Runtime Footprint And Cleanup
Always make the runtime footprint explicit during onboarding:
- Release binary path starts
kubernetes-ontologyd on the host, and optionally
kubernetes-ontology-viewer. It creates no Kubernetes resources.
- Helm path creates Kubernetes Deployments for the server and viewer, Services,
a ServiceAccount, a ConfigMap, and read-only ClusterRole/ClusterRoleBinding
resources.

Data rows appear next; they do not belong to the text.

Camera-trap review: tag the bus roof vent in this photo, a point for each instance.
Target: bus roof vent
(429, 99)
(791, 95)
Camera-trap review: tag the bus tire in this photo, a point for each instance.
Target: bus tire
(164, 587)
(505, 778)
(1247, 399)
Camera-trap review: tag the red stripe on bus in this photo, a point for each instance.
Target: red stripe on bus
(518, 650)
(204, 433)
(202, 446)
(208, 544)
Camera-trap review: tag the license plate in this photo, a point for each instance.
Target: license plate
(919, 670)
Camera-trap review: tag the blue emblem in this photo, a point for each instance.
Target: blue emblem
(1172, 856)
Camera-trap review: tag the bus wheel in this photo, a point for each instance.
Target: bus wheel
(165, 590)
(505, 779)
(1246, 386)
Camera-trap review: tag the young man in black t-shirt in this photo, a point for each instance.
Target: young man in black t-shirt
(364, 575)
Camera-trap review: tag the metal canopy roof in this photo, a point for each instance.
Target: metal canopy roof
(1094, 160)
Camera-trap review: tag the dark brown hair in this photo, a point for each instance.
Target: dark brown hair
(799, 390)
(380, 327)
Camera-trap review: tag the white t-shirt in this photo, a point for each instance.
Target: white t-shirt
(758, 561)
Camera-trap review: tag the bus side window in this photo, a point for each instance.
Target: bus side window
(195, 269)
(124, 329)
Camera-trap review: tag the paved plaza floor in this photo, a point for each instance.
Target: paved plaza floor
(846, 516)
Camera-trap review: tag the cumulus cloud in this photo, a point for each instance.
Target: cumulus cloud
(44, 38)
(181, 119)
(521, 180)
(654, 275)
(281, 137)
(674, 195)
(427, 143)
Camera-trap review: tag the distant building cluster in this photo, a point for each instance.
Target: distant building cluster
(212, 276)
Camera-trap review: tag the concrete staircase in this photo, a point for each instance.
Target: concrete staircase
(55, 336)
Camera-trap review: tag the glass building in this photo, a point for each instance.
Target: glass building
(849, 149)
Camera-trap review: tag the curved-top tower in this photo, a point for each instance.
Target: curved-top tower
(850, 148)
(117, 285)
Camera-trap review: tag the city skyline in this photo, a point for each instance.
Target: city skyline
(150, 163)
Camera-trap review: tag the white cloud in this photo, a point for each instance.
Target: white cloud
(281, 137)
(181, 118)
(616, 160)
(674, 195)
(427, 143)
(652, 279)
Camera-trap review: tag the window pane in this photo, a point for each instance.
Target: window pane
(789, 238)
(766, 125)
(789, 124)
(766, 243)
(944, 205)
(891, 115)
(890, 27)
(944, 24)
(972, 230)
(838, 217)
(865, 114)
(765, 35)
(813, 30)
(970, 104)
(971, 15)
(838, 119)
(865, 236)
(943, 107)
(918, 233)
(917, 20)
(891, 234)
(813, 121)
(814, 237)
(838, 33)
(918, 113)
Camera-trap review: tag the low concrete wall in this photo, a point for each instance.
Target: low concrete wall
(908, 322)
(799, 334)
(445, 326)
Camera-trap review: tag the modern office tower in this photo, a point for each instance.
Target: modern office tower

It may also require
kubectl port-forward processes on the user's
workstation.
- Source path starts local
make serve and optional make visualize
processes from the checkout.
For short-lived use, tell the user how to clean up before ending the session:
kill "$(cat kubernetes-ontologyd.pid)"
helm uninstall kubernetes-ontology --namespace kubernetes-ontology
Only suggest deleting the kubernetes-ontology namespace when it was created
solely for this install and the user confirms no other resources should remain.
Source Development Path
Use this path for contributors or local code changes:
make build build-daemon build-viewer
cp local/kubernetes-ontology.yaml.example local/kubernetes-ontology.yaml
Edit local/kubernetes-ontology.yaml, then run in separate terminals:
make serve
make visualize
CLI checks:
make status-server
make list-entities-server ENTITY_KIND=Pod NAMESPACE=default LIMIT=20
make diagnose-pod-server NAMESPACE=default NAME=my-pod
For code changes, verify:
make verify
make live-check NAMESPACE=default NAME=my-pod
Troubleshooting The Onboarding
If entry not found:
- Check exact namespace/name.
- List available entities in the namespace.
- Confirm
contextNamespaces includes the target namespace, or is empty for
all namespaces.
If status is not ready:
- Check the server rollout and pod logs.
- Confirm the ServiceAccount has read access to the needed resources.
- Increase
bootstrapTimeout for large or slow clusters.
If graph evidence seems too small:
- Increase diagnostic depth with
--max-depth or --storage-max-depth.
- Use
--expand-terminal-nodes for deliberate fan-out.
- Expand selected viewer nodes one hop instead of loading the whole cluster.
If the viewer cannot load data:
- Confirm both port-forwards are running.
- Check
http://127.0.0.1:18080/status.
- Restart the viewer port-forward and reload the page.